Over the years parents, educators, friends, colleagues, and, eventually, our own selves continually tell us “no,” and we learn to oppress, deny, and bury our egos and sense of self. We conform to societal norms without an appreciation for how they align with our personal desires. Passion and individuality are not celebrated and encouraged; rather they are tempered and eventually atrophy.
As educators, we are now considered to possess the knowledge; we are the ones expected to “mold minds.” We convince ourselves that by “telling” students and making sure they know some pre-defined set of socially, agreed-upon objectives that we are preparing them to succeed in the world.

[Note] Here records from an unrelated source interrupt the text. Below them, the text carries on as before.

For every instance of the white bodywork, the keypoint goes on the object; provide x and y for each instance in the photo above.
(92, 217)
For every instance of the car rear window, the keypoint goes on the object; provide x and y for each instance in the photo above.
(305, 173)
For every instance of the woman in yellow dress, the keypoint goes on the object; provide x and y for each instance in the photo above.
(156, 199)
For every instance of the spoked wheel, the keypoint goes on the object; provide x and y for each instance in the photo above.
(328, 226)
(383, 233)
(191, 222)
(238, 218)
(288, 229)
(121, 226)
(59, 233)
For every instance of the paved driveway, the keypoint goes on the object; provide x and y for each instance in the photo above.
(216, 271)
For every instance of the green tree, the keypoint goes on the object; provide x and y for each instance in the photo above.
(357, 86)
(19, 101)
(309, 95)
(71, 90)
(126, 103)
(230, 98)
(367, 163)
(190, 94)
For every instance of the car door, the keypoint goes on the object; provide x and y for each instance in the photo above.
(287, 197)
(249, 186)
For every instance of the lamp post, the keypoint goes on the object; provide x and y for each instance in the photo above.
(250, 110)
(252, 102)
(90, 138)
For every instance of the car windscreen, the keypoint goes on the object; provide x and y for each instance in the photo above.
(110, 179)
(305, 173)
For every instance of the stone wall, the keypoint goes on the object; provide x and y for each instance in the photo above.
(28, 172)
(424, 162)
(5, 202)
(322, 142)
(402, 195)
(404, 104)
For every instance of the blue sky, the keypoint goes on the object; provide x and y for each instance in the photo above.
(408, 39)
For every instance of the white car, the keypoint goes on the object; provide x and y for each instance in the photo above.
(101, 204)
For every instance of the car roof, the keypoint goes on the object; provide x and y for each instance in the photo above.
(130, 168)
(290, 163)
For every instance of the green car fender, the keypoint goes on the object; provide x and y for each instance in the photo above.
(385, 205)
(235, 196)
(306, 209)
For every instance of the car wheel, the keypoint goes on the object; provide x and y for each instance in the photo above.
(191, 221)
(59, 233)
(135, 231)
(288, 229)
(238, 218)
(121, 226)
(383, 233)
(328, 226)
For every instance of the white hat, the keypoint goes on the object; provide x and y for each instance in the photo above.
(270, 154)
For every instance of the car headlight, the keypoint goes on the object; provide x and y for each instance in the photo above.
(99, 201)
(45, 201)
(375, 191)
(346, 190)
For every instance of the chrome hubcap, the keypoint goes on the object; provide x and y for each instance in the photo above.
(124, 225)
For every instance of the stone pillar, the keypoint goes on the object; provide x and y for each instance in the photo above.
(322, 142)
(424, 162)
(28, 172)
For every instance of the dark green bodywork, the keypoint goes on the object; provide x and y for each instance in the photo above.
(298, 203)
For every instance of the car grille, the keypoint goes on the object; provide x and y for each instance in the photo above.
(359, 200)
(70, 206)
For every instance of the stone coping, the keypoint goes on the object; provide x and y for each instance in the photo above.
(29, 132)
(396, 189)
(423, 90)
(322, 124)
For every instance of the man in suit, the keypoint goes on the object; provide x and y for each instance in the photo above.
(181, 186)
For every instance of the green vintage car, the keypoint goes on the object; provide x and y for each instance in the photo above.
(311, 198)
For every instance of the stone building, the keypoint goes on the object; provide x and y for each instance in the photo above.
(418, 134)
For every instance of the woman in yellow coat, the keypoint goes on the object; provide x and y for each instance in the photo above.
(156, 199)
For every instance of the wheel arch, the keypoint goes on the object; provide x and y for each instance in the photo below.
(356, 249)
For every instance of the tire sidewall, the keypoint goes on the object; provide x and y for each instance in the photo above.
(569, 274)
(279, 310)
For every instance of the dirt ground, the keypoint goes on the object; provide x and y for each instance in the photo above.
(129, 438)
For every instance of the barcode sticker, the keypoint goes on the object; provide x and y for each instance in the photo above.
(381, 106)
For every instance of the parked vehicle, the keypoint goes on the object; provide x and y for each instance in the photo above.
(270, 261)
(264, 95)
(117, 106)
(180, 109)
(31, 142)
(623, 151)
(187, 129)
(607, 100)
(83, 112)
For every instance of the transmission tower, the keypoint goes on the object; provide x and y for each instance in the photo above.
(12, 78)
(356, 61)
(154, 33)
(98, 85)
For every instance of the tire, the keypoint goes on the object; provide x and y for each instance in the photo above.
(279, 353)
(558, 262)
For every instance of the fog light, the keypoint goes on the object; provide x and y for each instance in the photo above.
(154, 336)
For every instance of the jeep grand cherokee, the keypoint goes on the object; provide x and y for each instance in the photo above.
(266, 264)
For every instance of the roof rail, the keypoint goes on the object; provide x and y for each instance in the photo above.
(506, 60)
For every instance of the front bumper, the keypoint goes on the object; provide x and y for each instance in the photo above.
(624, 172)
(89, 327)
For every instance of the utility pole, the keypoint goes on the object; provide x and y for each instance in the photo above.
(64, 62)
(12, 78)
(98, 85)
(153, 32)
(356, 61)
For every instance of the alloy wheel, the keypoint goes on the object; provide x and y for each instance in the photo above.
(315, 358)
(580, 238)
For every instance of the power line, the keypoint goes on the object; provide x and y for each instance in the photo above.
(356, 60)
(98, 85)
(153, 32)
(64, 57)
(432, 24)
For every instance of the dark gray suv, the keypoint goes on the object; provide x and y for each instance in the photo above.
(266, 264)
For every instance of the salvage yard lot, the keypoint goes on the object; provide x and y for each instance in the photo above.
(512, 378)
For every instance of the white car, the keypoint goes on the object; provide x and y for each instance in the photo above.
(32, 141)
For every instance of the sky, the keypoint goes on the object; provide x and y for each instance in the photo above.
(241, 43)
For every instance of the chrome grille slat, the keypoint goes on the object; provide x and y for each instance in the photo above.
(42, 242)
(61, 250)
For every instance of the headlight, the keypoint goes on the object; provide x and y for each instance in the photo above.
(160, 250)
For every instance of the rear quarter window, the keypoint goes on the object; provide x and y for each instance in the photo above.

However, society’s virtuous commitment to aiding all students in attaining the same objectives may actually inhibit, rather than promote, human development. This commitment reinforces and validates those individuals who silent their personal perspectives and, instead, adopt those perspectives deemed important by society. I believe that such an emphasis discourages individuality and, ultimately, atrophies the spirit.
My task as an educator, friend, colleague, and fellow human being is not to “tell” or “socialize” others into some shared perspective, but rather to foster a passion for unique passions. Clearly, I do engage in didactic lectures or even lapse into pedantic instants. However, these pedagogical periods are couched within the context of a larger goal. In other words, they are not ends onto themselves but serve as tools to assist in the attainment of some larger goal to which the students are engaged. It is with the mission of exciting personal passions within the context of a social world that I have chosen the career of professor, and find myself committed to:
- helping students appreciate varying perspectives;
- encouraging students to ask why;
- aiding students in developing the tools required to answer why; and
- awakening students’ unique passions to become life-long learners.